A la derecha, bien al fondo, sobre la calle Luis Cernuda se enciende una luz en el tercer piso. Se distingue una sombra femenina. La separan unos ochenta metros de Petrus. Es ella, sin duda: unos 19 años, la mirada perdida en ningún lugar, los pensamientos obvios dirigidos a la señora Gaván. Entonces Petrus, que también tiene aires de narrador omnisciente, pone música bien alta, tan alta que una o dos ventanas de la calle Fernando Pessoa se iluminan y dejan aparecer unos rostros confusos. Ni él ni yo podríamos precisar qué cancioneta italiana era, únicamente se distinguía el sonido de un órgano. Eveline lo escucha, porque levanta su rostro y observa hacia donde está Petrus.

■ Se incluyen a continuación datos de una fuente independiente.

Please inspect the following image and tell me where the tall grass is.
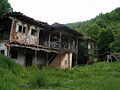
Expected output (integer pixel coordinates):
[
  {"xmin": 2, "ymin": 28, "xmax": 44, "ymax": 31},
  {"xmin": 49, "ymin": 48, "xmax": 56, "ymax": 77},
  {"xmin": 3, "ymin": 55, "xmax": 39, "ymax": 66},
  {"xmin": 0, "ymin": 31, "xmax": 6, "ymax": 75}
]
[{"xmin": 0, "ymin": 54, "xmax": 120, "ymax": 90}]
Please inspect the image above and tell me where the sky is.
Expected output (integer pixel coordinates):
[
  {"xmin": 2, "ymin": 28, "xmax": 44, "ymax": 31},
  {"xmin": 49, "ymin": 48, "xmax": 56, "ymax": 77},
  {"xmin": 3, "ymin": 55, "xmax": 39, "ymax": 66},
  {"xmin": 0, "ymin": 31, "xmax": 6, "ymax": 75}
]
[{"xmin": 9, "ymin": 0, "xmax": 120, "ymax": 24}]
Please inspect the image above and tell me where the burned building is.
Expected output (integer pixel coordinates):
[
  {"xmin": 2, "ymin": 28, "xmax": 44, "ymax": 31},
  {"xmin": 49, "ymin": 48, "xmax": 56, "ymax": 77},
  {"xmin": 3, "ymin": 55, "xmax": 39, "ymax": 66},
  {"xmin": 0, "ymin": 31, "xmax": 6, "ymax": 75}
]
[{"xmin": 0, "ymin": 12, "xmax": 83, "ymax": 69}]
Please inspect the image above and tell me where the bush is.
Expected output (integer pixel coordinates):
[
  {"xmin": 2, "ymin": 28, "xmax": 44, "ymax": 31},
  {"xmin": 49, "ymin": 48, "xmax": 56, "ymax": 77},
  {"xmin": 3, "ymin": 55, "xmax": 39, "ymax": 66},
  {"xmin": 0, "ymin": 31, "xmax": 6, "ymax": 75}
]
[{"xmin": 29, "ymin": 74, "xmax": 48, "ymax": 88}]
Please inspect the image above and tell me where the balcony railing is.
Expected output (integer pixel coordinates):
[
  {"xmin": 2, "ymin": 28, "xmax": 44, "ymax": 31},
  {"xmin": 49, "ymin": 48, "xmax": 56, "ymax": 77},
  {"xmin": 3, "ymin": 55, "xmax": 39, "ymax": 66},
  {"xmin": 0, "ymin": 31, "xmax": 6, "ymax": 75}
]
[{"xmin": 39, "ymin": 40, "xmax": 77, "ymax": 51}]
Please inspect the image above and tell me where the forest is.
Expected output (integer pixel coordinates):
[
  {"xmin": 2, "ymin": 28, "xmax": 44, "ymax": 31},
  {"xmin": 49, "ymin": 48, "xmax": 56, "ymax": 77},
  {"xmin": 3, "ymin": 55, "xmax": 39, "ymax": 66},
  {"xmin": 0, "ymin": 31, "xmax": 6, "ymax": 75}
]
[{"xmin": 66, "ymin": 8, "xmax": 120, "ymax": 62}]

Inmediatamente se gira hacia atrás, como si alguien la hubiese llamado. Tal vez su padre. Vuelve a mirar hacia Fernando Pessoa y se retira. Unos segundos después la luz de su ventana desaparece completamente.

Ojalá haya servido, piensa Petrus y se deja caer en la cama. Aún no sabe si releerá algún cuento más de Dublineses, si se preparará algo de comer o si se quedará dormido ahí mismo, con la ilusión siempre intacta de que el próximo día por fin sea el del despegue definitivo.

[1] The evening deepened in the avenue, en el original.